JpGU-AGU Joint Meeting 2020

Presentation information

[E] Oral

A (Atmospheric and Hydrospheric Sciences ) » A-AS Atmospheric Sciences, Meteorology & Atmospheric Environment

[A-AS06] Advances in Tropical Cyclone Research: Past, Present, and Future

convener:Yoshiaki Miyamoto(Faculty of Environment and Information Studies, Keio University), Sachie Kanada(Nagoya University), Akiyoshi Wada(Department of Typhoon and Severe Weather Research, Meteorological Research Institute), Kosuke Ito(University of the Ryukyus)

[AAS06-03] Future Changes in a Typhoon in the Midlatitude Regions: Downscaling simulations form d4PDF data by using a 4-km-mesh nonhydrostatic model

*Sachie Kanada1, Kazuhisa Tsuboki1, Izuru Takayabu2 (1.Nagoya University, 2.Meteorological Research Institute)

Keywords:Future Changes in a Typhoon, Downscaling simulations, a 4-km-mesh nonhydrostatic model

Future projection studies have recently shown that the tropical cyclone (TC) intensity in the higher latitude will increase in the future warmer climate. To understand the impact of global warming on TCs in the higher latitude, changes in a typhoon that travels over the sea to the east of Japan were investigated using an unprecedentedly large ensemble of climate simulations for current and 4K warming climates with a 60-km-mesh atmosphere global circulation model (d4PDF: Mizuta et al, 2017).

All the typhoons that hit eastern Hokkaido in northern Japan (142°E–146°E and 42°N–46°N) from the western North Pacific Ocean were selected as the targeted typhoons. In total, 98 and 125 typhoons were selected from the 3,000 years current and 5,400 years 4K warming climate runs. Then, the downscaling experiments on all the targeted typhoons were conducted using a high-resolution non-hydrostatic regional model, the Cloud Resolving Storm Simulator version 3.4 (CReSS; Tsuboki and Sakakibara 2002). CReSS considers the SST-cooling associated with the storm passage by a simple thermal diffusion model. The horizontal domain of the CReSS simulation covers 132°E–155°E and 25°N–50°N, and is discretized with a grid spacing of 0.04° by 0.04°. The results in 136°E–150°E and 30°N–46°N were used for the analyses.

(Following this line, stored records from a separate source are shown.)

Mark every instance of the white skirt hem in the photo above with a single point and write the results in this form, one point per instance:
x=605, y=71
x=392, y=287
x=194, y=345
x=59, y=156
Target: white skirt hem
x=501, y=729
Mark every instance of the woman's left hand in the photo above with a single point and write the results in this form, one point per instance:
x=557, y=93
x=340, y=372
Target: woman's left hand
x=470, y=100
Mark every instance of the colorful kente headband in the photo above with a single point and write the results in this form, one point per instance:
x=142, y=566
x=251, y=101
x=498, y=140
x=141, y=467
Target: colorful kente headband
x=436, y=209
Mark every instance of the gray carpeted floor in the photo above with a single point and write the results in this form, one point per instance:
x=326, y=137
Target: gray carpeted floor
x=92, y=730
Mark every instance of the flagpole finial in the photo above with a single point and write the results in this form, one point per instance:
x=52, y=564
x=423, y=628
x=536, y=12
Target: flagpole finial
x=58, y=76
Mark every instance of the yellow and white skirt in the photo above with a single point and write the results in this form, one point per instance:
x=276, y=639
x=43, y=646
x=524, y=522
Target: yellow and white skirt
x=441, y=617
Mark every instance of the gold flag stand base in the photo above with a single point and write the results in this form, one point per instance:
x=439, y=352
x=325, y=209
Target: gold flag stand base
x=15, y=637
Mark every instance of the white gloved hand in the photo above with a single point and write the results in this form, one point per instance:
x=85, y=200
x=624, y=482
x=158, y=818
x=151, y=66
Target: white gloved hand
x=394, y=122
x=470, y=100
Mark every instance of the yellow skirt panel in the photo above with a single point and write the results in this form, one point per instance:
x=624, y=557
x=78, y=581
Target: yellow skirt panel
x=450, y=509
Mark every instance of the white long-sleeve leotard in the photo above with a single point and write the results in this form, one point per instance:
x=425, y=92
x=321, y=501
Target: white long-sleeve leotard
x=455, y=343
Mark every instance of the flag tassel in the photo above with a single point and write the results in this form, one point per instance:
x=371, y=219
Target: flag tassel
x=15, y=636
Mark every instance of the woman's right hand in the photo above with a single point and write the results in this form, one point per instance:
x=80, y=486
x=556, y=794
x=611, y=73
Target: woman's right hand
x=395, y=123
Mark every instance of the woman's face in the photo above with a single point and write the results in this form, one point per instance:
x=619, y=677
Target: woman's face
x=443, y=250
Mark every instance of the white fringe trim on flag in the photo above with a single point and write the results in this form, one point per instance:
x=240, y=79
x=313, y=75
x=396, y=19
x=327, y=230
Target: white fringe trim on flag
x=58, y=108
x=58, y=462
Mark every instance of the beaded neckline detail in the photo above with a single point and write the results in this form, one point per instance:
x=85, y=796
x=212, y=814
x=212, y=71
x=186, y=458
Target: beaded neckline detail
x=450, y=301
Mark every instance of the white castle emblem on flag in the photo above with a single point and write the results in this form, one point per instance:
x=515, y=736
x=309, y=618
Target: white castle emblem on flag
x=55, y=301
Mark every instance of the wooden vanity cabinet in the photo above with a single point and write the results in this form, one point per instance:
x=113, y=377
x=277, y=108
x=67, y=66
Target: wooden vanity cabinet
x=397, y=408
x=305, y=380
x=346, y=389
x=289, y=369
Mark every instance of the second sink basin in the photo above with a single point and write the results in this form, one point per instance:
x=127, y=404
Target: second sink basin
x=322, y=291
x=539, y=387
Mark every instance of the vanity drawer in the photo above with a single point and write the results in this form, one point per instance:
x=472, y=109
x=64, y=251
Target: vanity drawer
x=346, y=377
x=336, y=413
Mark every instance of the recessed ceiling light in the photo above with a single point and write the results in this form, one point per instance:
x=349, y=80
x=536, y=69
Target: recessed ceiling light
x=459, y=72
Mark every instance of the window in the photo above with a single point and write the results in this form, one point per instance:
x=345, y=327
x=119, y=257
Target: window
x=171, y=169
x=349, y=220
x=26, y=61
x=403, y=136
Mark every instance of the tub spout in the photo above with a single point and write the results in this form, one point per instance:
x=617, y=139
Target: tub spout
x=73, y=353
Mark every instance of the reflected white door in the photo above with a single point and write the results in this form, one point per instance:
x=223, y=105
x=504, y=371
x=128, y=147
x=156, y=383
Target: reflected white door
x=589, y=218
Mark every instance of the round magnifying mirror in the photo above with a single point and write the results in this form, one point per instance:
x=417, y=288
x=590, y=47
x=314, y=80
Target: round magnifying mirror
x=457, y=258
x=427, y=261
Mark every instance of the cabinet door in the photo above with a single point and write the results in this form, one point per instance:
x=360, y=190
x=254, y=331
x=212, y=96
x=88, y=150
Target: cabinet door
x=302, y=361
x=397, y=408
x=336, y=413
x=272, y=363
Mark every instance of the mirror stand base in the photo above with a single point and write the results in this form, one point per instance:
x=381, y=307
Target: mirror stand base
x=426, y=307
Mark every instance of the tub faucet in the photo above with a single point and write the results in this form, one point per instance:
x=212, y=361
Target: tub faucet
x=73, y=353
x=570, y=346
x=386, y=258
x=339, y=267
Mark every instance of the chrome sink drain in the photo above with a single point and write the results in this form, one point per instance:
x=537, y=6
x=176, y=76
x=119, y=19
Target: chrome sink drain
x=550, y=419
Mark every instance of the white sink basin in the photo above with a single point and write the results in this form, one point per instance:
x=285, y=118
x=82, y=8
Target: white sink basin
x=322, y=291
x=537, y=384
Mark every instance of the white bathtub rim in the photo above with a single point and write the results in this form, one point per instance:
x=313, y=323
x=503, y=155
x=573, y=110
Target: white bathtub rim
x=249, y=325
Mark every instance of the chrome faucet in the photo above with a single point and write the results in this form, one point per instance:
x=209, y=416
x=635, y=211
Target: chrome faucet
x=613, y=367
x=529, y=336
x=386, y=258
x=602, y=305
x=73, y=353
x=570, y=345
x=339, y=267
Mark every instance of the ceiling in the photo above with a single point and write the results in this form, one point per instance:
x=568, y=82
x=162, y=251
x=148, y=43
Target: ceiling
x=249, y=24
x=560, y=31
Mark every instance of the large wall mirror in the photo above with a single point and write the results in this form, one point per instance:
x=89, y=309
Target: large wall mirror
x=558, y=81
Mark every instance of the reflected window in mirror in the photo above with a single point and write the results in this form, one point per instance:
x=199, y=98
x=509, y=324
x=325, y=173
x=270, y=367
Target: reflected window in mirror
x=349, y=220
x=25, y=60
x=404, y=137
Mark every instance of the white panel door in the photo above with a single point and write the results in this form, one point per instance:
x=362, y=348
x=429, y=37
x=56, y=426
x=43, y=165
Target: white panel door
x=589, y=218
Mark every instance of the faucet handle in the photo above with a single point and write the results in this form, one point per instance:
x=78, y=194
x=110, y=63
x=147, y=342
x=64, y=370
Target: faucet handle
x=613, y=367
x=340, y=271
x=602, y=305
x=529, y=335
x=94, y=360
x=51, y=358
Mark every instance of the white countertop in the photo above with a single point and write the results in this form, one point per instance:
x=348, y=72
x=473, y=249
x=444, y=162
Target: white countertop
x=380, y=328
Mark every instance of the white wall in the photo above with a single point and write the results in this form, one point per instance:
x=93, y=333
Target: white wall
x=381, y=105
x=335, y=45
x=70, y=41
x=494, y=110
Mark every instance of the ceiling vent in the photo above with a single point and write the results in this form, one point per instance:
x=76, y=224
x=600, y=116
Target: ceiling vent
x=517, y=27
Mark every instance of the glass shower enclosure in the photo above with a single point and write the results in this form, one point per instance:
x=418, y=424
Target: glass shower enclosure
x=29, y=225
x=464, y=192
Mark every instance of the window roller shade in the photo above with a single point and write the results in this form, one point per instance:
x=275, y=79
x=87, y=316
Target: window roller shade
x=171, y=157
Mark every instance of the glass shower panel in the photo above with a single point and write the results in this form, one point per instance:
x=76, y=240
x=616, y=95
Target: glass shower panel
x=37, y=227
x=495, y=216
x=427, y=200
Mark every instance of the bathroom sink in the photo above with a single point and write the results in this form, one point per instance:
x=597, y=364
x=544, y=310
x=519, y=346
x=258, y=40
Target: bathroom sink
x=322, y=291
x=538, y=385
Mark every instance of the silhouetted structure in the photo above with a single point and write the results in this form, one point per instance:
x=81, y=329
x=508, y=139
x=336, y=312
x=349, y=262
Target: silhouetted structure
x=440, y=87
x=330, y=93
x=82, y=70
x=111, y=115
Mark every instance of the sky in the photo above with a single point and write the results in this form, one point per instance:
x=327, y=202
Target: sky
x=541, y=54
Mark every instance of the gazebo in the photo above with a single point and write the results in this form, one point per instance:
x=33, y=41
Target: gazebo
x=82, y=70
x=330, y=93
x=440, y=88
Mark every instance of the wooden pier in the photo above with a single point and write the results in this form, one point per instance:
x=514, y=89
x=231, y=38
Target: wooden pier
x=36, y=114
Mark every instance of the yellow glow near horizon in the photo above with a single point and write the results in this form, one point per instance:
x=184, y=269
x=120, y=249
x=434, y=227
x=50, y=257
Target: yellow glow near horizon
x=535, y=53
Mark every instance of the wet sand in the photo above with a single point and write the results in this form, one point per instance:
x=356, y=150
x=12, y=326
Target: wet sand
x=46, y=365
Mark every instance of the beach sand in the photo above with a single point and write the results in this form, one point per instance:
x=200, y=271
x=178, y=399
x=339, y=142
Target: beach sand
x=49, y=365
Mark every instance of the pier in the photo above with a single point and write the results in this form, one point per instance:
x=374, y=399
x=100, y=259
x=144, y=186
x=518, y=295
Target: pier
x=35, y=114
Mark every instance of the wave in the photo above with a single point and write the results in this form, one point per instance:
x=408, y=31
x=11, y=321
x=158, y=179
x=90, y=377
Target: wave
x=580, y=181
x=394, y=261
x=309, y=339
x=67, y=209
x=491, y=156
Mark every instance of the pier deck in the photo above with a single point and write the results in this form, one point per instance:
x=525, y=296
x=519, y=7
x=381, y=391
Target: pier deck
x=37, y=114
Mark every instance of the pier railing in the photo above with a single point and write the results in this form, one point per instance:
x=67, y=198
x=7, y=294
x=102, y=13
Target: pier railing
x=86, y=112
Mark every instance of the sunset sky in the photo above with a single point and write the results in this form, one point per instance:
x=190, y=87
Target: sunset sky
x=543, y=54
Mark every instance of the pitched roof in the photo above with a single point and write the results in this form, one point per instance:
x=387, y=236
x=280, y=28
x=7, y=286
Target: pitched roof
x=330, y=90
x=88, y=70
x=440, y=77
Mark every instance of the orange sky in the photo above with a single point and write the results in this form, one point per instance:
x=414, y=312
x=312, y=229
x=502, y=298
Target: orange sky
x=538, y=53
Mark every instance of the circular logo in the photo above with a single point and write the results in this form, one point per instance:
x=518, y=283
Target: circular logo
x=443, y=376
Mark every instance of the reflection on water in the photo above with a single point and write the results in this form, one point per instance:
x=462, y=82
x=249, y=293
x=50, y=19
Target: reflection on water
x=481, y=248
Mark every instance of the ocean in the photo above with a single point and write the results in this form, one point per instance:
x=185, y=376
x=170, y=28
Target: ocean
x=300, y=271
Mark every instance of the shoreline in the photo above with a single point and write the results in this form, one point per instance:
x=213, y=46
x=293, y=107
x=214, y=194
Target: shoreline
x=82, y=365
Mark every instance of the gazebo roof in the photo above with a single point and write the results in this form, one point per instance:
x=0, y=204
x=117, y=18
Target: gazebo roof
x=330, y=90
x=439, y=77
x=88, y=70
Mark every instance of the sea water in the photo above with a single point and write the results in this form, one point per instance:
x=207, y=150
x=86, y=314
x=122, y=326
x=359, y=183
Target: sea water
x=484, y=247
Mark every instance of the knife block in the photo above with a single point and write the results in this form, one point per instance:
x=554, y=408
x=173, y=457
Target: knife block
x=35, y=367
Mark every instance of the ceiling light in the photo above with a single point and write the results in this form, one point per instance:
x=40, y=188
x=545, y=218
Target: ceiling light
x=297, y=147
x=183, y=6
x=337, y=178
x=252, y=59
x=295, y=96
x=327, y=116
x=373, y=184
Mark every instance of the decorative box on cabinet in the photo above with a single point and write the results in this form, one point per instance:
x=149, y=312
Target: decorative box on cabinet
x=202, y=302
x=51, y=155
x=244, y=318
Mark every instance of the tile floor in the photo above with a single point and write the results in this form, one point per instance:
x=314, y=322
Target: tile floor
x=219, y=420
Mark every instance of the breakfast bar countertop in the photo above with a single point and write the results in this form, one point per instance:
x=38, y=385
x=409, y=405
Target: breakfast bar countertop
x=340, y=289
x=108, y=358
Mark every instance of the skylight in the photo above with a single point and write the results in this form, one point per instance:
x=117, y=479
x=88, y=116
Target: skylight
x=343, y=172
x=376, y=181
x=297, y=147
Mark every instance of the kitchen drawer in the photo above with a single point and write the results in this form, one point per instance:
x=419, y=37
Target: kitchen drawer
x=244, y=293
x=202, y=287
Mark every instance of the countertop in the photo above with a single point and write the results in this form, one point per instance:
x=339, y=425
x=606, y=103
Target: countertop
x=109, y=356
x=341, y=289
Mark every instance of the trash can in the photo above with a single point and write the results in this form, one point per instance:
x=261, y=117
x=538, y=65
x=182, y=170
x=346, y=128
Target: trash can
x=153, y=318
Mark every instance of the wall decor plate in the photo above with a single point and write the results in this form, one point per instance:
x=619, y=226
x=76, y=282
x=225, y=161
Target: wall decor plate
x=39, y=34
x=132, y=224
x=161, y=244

Mean minimum central pressure (MCP) in the analysis region decreased from 955 hPa to 945 hPa from current to the warming climates at the 95% confidence level based on Welch's t-test. The frequency of intense typhoon in the warming climate with a MCP not larger than 940 hPa increases nearly three times as much as that in the current climate. Furthermore, the future typhoons traveled northward at a slower translation speed than in the current climate. The results implied that the coastal regions of Japan will be exposed to a stronger typhoon to a longer period of precipitation in the future warmer climate.
Downscaling experiments by CReSS indicate significant increases in mean precipitation and wind speed averaged within 200 km of the typhoon center by 30-40% and 10% from the current to warming climates, respectively. The large changes were seen around the storm center. Furthermore, much taller and stronger eyewall updrafts developed in the core-region of future typhoons, although little changes appeared in a radius of the maximum wind speed (RMW). In the current climate, the typhoon in the vicinity of Japan tended to decrease the storm height and increase RMW losing the axisymmetric structures as its traveled northward. In the warming climate, SST is projected to increase by 4°C and the baroclinicity will decrease in the vicinity of Japan. The high SST and the reduction of baroclinicity allow the typhoon to remain the axisymmetric TC structure with tall and intense eyewall updrafts and led the significant increases in precipitation amount and wind speed around the center of the storm in the higher latitude regions.